- Long appointment wait times are emerging as major impediments to a quality patient experience, so much so that nearly one in five patients have switched providers when a wait time has become too long, according to the 9th Annual Vitals Wait Time Report.
The report, which included a survey of just under 700 patient respondents, reviewed the state of patient wait times between 2008 and 2017. Eighty-four percent of those respondents stated that a reasonable wait time was somewhat or very important to a quality patient experience. Thirty percent of respondents said they have left appointments because their wait time became too burdensome, the report noted.
Doctor’s offices with longer wait times tend to receive lower patient satisfaction scores, the report pointed out. The average wait time for five-star hospitals (the highest rating on Vitals) is about 13 minutes. In one-star hospitals, the average wait time is just over 34 minutes.

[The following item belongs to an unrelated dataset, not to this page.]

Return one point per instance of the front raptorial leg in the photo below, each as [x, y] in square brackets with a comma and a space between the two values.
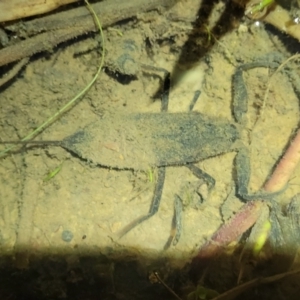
[176, 227]
[240, 108]
[154, 205]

The average wait time for four-star hospitals is 21 minutes, 22 minutes in three-star hospitals, and 29 minutes in two-star hospitals.
As noted above, 30 percent of patient respondents said they have left a medical appointment because the wait time was getting too long. Patients who reported limited access to care were more likely to leave appointments due to long wait time, a fact the report authors noted as an interesting finding.
Nearly half (53 percent) of patients who reported limited access to healthcare said they had left an appointment because the wait was too long. In contrast, only 20 percent of patients with self-reported excellent access to care said the same.
Overall, patient wait times average out at about 18 minutes across physician specialties and different cities. Current average appointment wait times are about 22 seconds shorter than last year’s average, Vitals pointed out.
There were some geographic differences for patient wait times. Patients living in Milwaukee may wait as little as 14 minutes for their doctor’s appointment. In El Paso, Texas, patients face average wait times just under 27 minutes, the longest wait time averages in the country.
Wisconsin residents also see short wait times, clocking in at about 13 minutes, while patients in Nevada have to wait around 20 minutes for their doctor’s appointments.
These findings are generally consistent with last year’s report. In the 2017 Vitals Wait Time Report, an analysis of patient experience reports and surveys revealed that patients waited just over 18 minutes at their medical appointments, on par with this year’s results. The report also found that Milwaukee and El Paso had the shortest and longest wait times, respectively.
Although long wait time is tied to a negative online review or patient satisfaction score, Vitals founder and chairman Mitch Rothschild said the long wait time is likely not the sole reason for the low score.
“Wait time alone is probably not the cause of the bad rating,” Rothschild said follow last year’s report release. “More likely a doctor who can’t watch the clock may not be effectively managing other parts of the practice that impact the patient experience.”
Having long wait times may be poor optics for a healthcare organization that wants patients to feel well taken care of. Medical practices with long wait times, poor access to appointment scheduling, and general disorganization do not usually assuage patients of the typical worry that can come with a doctor’s visit.
Healthcare organizations must work to address longer wait times, especially as patients – who are spending more of their money out-of-pocket for medical treatment – are becoming more selective about their providers. With nearly 20 percent of patients changing providers due to long wait times, medical practices cannot afford to fall short in this area.
Better appointment scheduling tools can help manage patient intake and ensure appointments are not double-booked or inefficiently scheduled. Additionally, open-access scheduling practices and better clinical workflow training can support providers trying to maintain a strict timeline.